El Papa Francisco indica las cuatro proximidades que todo sacerdote debe vivir y cultivar para crecer cada vez más maduro en su vida y ministerio sacerdotal: la cercanía con Dios, con su propio obispo, con sus hermanos sacerdotes y con el pueblo santo de Dios. ¿Puede ayudarnos a comprender mejor la importancia de cada una de estas relaciones que ayudan a definir el paradigma sacerdotal?

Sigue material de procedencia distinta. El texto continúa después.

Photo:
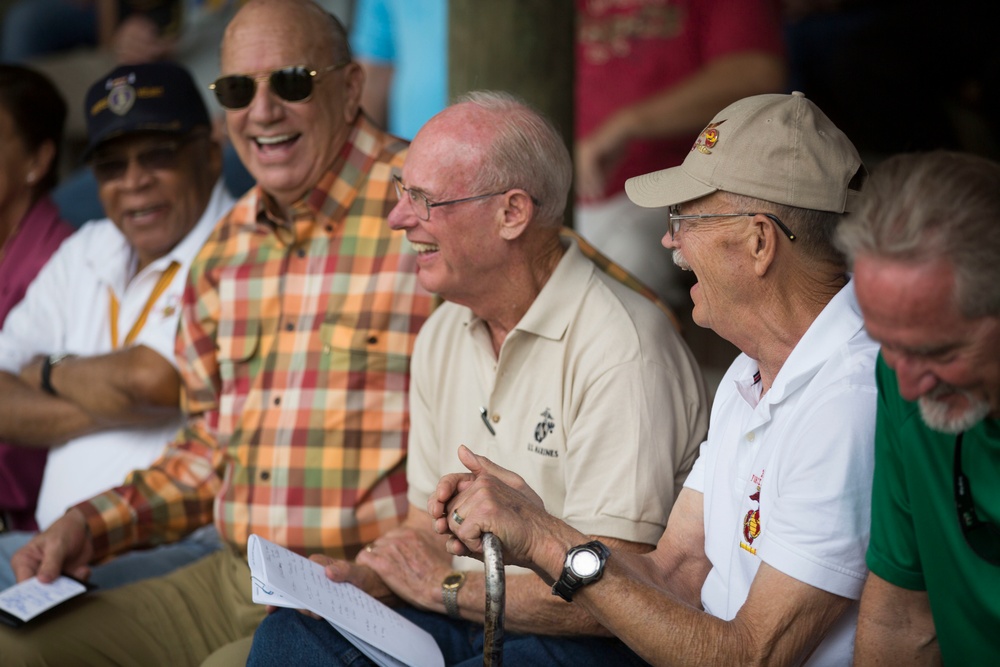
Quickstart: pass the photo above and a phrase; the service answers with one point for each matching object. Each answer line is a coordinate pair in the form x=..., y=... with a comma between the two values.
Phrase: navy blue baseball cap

–Respecto a la primera cercanía su necesidad en todo cristiano y particularmente para la vocación de un sacerdote es evidente, el Señor lo expresó con fuerza a través de la imagen de la vid y el sarmiento “Yo soy la vid, vosotros los sarmientos. El que permanece en mí y yo en él, ése da mucho fruto, porque sin mí no podéis hacer nada” (Jn 15, 5). Pienso que todos tenemos la experiencia de conocer algún sacerdote que, por medio de sus expresiones, su determinación, su testimonio de oración, su ternura, a través de su celo apostólico y tantos otros gestos, logra reflejar que tiene a Dios, o mejor, que se deja tener por Dios. Los sacerdotes así son testigos de la alegría del Evangelio. 

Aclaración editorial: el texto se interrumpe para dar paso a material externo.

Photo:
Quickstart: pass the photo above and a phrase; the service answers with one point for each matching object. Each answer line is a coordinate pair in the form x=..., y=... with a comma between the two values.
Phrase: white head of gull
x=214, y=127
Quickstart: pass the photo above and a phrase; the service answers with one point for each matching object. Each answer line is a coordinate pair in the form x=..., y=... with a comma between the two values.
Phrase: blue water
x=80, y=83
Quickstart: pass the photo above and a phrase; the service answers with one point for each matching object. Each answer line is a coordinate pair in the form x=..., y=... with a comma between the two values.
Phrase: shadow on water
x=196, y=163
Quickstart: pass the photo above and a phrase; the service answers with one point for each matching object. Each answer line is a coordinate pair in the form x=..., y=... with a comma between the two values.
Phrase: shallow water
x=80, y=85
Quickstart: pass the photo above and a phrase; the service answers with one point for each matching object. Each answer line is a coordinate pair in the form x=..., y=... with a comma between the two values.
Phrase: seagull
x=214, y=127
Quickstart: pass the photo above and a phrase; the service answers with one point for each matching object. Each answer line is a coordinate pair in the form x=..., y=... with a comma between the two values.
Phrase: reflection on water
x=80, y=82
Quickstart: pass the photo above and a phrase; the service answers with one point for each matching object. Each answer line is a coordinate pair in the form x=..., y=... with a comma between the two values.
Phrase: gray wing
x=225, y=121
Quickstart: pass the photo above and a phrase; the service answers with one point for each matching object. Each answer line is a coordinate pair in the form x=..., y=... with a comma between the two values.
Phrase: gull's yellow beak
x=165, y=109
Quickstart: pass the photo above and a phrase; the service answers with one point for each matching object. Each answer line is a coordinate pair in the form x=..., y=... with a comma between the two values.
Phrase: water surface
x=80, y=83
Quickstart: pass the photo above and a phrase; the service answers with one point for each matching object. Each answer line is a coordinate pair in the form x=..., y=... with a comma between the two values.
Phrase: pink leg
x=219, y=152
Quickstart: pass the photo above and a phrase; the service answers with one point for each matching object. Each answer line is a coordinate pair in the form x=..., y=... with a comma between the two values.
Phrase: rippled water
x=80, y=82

En relación a las otras tres cercanías, pienso que la explicación de la terminología nos puede ayudar a tener una mejor comprensión. La comunión jerárquica exige que mostremos respeto y obediencia -que no es sumisión servil- al Ordinario y a sus sucesores, como se prometió el día de la ordenación. La obediencia no es un atributo disciplinar, sino la característica más fuerte de los lazos que nos unen en comunión. La obediencia, en este caso al obispo, significa aprender a escuchar y recordar que nadie puede pretender ser el poseedor de la voluntad de Dios, y que ésta sólo puede ser comprendida a través del discernimiento. 

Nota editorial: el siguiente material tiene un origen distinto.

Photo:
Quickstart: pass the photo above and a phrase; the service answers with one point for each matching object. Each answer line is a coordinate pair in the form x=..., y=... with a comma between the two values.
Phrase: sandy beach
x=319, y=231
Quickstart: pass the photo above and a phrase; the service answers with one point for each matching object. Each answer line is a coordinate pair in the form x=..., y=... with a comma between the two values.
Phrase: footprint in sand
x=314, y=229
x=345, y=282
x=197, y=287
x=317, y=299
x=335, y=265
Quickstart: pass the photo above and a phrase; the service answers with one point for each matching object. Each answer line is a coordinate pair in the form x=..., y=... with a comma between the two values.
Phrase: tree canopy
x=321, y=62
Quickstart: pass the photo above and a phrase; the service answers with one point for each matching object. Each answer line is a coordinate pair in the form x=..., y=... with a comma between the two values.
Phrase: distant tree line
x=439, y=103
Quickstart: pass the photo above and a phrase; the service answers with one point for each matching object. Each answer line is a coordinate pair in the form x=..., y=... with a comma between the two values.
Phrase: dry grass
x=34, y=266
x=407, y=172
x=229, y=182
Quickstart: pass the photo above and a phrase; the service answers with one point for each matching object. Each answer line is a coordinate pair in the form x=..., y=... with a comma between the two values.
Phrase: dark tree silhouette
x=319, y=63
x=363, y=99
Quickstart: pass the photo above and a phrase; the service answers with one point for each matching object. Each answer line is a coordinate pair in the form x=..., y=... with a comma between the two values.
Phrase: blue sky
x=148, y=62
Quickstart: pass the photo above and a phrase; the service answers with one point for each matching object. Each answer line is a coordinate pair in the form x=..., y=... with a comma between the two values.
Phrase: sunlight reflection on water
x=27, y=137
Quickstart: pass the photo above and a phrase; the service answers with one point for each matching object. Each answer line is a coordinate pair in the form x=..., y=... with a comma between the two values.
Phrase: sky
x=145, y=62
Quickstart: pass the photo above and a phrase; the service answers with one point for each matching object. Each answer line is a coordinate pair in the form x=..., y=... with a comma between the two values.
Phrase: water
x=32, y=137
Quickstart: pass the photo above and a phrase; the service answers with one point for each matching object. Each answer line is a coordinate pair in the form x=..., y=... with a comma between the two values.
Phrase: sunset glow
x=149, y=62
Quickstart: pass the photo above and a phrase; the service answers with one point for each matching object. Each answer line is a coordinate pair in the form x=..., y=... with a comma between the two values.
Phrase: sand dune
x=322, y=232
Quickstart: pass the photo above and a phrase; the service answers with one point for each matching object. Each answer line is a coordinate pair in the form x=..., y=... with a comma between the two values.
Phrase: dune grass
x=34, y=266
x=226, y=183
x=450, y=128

Además, la relación entre sacerdotes, especialmente entre miembros del mismo presbiterio, está llamada a ser fraterna. La razón de esta relación fraterna se basa en la común ordenación y en la común misión, de la que, unidos y bajo la guía de su obispo, todos son corresponsables. Esta relación fraterna constituye la condición fundamental para la formación permanente de los presbíteros en las cuatro dimensiones de la formación (cfr. RFIS, 87-88). El aprecio del don sacerdotal se manifiesta de dos maneras: por una parte, cultivando la dimensión humana, espiritual, pastoral e intelectual de la propia vocación; por otra, preocupándose por el bien de los hermanos sacerdotes con sentido de corresponsabilidad. La corresponsabilidad en la misión confiada al sacerdote se concreta también en el apoyo mutuo y en la docilidad para recibir y ofrecer la corrección fraterna. 

En cuanto a la cuarta cercanía, como ya mencionamos reiteradamente, en virtud de su misión apostólica, el sacerdote está llamado también a establecer una relación fraterna con los fieles laicos. Debe abrazar a la comunidad a la que es enviado y colaborar con ella: participando y compartiendo la misión con los diáconos y los ministros laicos instituidos (acólitos, lectores, catequistas, etc.), así como con las personas consagradas y los laicos que, en virtud de sus carismas, aportan valiosas contribuciones a la edificación de la comunidad eclesial, a la promoción humana y a la cultura cristiana. Además, la fraternidad apostólica tiene dos aspectos: por una parte, el pastor cuida de su rebaño y, por otra, el rebaño cuida de su pastor.